Looking ahead, Toyota lifted its retail sales forecast to 9.7 million vehicles for the fiscal year, from an earlier outlook of 9.4 million. The new target still represents a drop from the 10.5 million vehicles Toyota delivered in the previous fiscal year, but it underscored the company’s resilience.
Nissan Motor Co. and Honda Motor Co., by contrast, lowered their sales outlook, saying short supplies of automotive microprocessors would hamper output and deliveries going forward.
Nissan saw global sales decline 9.6 percent to 1.1 million vehicles in the latest quarter, and it cut its sales outlook by 150,000 to 4.0 million vehicles. That would be a 19 percent tumble from the 4.9 million vehicles Nissan sold during the previous fiscal year.
Nissan’s revision came after it reported a 19 percent increase in operating profit for the October-December period as cost control, better pricing power and lower incentives bolstered results.
Japan’s No. 2 automaker now expects an operating loss of ¥205.0 billion ($1.99 billion) in the year to March 31, as opposed to the negative ¥340.0 billion ($3.29 billion) that it forecast in November. The new target will still represent a record operating loss for the company.
But CEO Makoto Uchida said improved cost control and a better mix of retail volume and value pricing are gradually lifting Nissan’s profitability. In the first nine months of the current fiscal year, Nissan said revenue per vehicle is up 1.7 percent, the rental mix is down 6 points, inventory is down 25 percent and fixed costs are 12 percent lower.

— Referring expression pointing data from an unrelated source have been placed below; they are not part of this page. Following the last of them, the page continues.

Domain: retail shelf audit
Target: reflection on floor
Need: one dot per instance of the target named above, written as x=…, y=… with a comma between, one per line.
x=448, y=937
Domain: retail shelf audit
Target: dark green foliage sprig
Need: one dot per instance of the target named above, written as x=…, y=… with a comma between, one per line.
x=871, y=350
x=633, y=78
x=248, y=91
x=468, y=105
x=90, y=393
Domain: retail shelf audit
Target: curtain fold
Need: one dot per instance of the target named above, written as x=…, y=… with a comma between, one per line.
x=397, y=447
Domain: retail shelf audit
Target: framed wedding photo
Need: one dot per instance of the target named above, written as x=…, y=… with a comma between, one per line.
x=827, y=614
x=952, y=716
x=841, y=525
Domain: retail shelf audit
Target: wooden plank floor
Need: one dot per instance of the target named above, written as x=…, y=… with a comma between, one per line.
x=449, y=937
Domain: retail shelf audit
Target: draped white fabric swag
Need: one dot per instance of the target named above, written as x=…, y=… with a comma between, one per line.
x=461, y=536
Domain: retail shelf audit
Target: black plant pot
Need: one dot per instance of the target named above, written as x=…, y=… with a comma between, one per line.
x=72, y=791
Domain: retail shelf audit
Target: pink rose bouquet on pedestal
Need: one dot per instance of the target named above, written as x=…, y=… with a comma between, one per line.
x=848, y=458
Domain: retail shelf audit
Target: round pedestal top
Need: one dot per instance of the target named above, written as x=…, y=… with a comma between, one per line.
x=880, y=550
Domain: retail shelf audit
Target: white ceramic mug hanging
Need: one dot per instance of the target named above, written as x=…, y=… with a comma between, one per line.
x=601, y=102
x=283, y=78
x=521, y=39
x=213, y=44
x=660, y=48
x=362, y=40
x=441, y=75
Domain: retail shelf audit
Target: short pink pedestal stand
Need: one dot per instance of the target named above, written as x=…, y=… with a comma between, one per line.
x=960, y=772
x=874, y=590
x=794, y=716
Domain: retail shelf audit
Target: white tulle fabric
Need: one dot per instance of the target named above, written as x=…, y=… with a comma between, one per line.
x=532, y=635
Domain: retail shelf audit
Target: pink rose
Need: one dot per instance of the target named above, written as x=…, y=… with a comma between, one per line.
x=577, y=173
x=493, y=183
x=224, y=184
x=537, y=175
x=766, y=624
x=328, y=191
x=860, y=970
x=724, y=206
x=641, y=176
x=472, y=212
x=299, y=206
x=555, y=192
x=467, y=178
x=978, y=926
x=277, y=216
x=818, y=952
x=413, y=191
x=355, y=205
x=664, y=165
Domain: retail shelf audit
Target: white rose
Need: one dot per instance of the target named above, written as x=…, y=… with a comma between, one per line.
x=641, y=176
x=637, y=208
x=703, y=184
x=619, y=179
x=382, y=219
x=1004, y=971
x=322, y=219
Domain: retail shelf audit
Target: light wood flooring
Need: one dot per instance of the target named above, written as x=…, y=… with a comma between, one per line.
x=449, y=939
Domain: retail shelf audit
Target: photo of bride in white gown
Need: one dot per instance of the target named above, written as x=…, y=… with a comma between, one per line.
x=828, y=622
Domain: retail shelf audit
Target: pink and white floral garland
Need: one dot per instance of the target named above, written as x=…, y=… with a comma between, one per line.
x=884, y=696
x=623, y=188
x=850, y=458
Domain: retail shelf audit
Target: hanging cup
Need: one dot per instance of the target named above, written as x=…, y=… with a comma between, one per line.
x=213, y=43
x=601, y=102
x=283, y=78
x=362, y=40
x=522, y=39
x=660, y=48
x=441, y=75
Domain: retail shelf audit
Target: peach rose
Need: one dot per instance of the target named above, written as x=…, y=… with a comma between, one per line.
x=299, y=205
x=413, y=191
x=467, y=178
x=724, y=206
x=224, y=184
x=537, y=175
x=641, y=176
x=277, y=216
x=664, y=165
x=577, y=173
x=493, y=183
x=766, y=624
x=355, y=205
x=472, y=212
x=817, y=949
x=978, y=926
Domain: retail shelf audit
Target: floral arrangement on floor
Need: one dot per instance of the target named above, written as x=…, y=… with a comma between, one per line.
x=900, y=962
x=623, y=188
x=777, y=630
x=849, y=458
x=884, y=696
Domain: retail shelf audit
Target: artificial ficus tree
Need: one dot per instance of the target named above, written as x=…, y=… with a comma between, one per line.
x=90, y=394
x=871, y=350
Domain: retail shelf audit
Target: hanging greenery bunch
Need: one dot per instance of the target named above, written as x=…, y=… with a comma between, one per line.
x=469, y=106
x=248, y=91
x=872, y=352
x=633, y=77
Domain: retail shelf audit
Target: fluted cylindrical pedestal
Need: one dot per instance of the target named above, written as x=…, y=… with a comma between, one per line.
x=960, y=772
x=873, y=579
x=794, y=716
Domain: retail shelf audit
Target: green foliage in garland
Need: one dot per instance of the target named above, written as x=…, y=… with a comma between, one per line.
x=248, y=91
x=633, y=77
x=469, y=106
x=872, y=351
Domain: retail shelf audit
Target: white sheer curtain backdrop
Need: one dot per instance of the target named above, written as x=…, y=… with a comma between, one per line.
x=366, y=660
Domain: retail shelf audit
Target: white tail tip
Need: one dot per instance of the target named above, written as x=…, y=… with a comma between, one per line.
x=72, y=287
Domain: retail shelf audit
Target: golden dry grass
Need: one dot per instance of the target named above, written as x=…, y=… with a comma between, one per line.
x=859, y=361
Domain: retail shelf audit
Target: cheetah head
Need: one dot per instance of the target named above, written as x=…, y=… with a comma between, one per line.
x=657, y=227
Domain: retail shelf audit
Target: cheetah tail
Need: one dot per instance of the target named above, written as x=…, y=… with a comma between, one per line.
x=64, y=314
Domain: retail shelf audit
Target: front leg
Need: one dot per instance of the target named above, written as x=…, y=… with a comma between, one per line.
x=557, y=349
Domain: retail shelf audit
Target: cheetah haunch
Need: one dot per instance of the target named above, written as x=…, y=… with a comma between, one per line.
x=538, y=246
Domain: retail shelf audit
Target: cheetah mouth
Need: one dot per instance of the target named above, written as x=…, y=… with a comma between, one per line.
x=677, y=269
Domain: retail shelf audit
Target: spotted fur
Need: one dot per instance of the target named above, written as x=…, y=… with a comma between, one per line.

A stream of new vehicles, such as the redesigned Rogue crossover in the U.S., is boosting Nissan’s brand and pricing power.
At Honda, global sales climbed 11 percent to 1.4 million in the latest quarter. But the company lowered its forecast by 100,000 to 4.5 million vehicles for the current fiscal year, citing the impact of the microchip shortage.
Honda’s new goal marks a 6.1 percent reduction from the year before. But Honda is now on track to supplant Nissan as Japan’s second-largest automaker.
Operating profit at Honda surged 67 percent in the fiscal third quarter ended Dec. 31, largely as a result of the sales increase, cost cutting and reductions in R&D outlays.
It is Toyota, however, that is setting the pace in Japan.
Toyota said rising sales fueled a 54 percent increase in operating profit to ¥987.9 billion ($9.57 billion) for the fiscal third quarter, with a whopping operating profit margin of 12.1 percent.
North America, Toyota’s traditional cash cow, underpinned the upswing, locking in a 13 percent sales increase to 753,000 vehicles in the three-month period.
Despite the uncertainties of another COVID-19 downturn and the looming chip shortage, Toyota lifted its operating profit forecast to ¥2.00 trillion ($19.37 billion), nearly double its earlier outlook. While the new result still represents a decline from the ¥2.40 trillion ($23.25 billion) booked in the previous year, the operating profit margin would register at a robust 7.5 percent.